Recommendation:

The fill value of a variable should be a number outside its valid data range.

Recommendation Details: The CF _FillValue attribute is used to indicate missing or invalid data for a variable.  Also, the value of the CF _FillValue attribute should match the actual fill value used for the variable in the file.

The value of the CF _FillValue attribute should be a mathematically valid number that lies outside the valid range for a variable.  Please note that NaN (Not-a-Number) is neither a number nor is it mathematically valid, and, thus, should not be used as the fill value (see Recommendation 3.7 of ESDS-RFC-036).

If possible, using zero as the fill value should be avoided, because zero looks too much like a physically realistic value, and this can be confusing to the end users.

There should only be one fill value per variable.  We recommend using a quality flag variable along with the CF flag_values and flag_meanings attributes to explain the various reasons for using the fill value, instead of using several special values in the variable.

Awaiting ESO Approval

This recommendation has been finalized by DIWG but has not yet received final ESO approval.

13 Comments

  1. https://www.unidata.ucar.edu/software/netcdf/docs/file_format_specifications.html#classic_format_spec

    padding      = <0, 1, 2, or 3 bytes to next 4-byte boundary>
                                      // Header padding uses null (\x00) bytes.  In
                                      // data, padding uses variable's fill value.
                                      // See "Note on padding", below, for a special
                                      // case.
                                      // Default fill values for each type, may be
                                      // overridden by variable attribute named
                                      // '_FillValue'. See "Note on fill values",
                                      // below.
         FILL_CHAR    = \x00                      // null byte
         FILL_BYTE    = \x81                      // (signed char) -127
         FILL_SHORT   = \x80 \x01                 // (short) -32767
         FILL_INT     = \x80 \x00 \x00 \x01       // (int) -2147483647
         FILL_FLOAT   = \x7C \xF0 \x00 \x00       // (float) 9.9692099683868690e+36
         FILL_DOUBLE  = \x47 \x9E \x00 \x00 \x00 \x00 \x00 \x00 //(double)9.9692099683868690e+36
    1. SiriJodha,

      I'm interested in seeing how "0–100: NDSI snow cover" is specified in the data files, it's a value range instead of a single value.

      Thanks,

      Yaxing

  2. Perhaps remove the "There should only be one fill value per variable" paragraph, if we cannot agree.
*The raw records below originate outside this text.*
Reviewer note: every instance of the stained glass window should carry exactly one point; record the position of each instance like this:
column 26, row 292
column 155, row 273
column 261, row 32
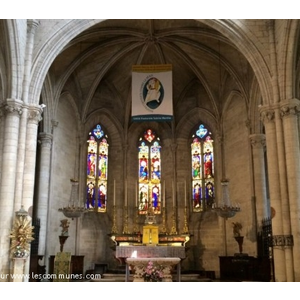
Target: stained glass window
column 149, row 188
column 97, row 166
column 202, row 152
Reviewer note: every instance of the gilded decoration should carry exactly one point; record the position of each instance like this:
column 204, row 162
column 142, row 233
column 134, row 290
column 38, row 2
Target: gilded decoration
column 21, row 236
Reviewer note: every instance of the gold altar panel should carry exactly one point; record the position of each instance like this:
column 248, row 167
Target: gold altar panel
column 150, row 235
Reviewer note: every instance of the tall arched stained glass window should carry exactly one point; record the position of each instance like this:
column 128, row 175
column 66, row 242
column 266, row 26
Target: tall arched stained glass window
column 97, row 166
column 149, row 189
column 202, row 152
    1. The context for "only one fill value per variable" is special values.  There can only be one _FillValue per variable.  An integer (or bit) flag variable can be used to explain the reasons for the use of the fill value.  Alternatively, several special values can be used to explain various no-data cases, but special values should not be confused with _FillValue - there is only one _FillValue per variable in HDF5 and netCDF4.

  3. NDSI_Snow_Cover has both science values and a bunch of "fill" values with special meaning

    1. I would use the term "special value" for "fill values with special meaning".  I would prefer to reserve the term "fill value" for _FillValue only.

  4. If there are more than 1 missing value, there are two options:

    1. Put flag_values and flag_meanings attributes directly into the data variable and use those two attributes to specify multiple missing values
    2. Create a separate flag variable that's linked with the data variable, put the flag_values and flag_meanings attributes into the flag variable to specify multiple missing values 

    Option 2 is consistent with the usage examples of flag_values given in the CF convention, but it introduces an extra variable, which means file size will increase.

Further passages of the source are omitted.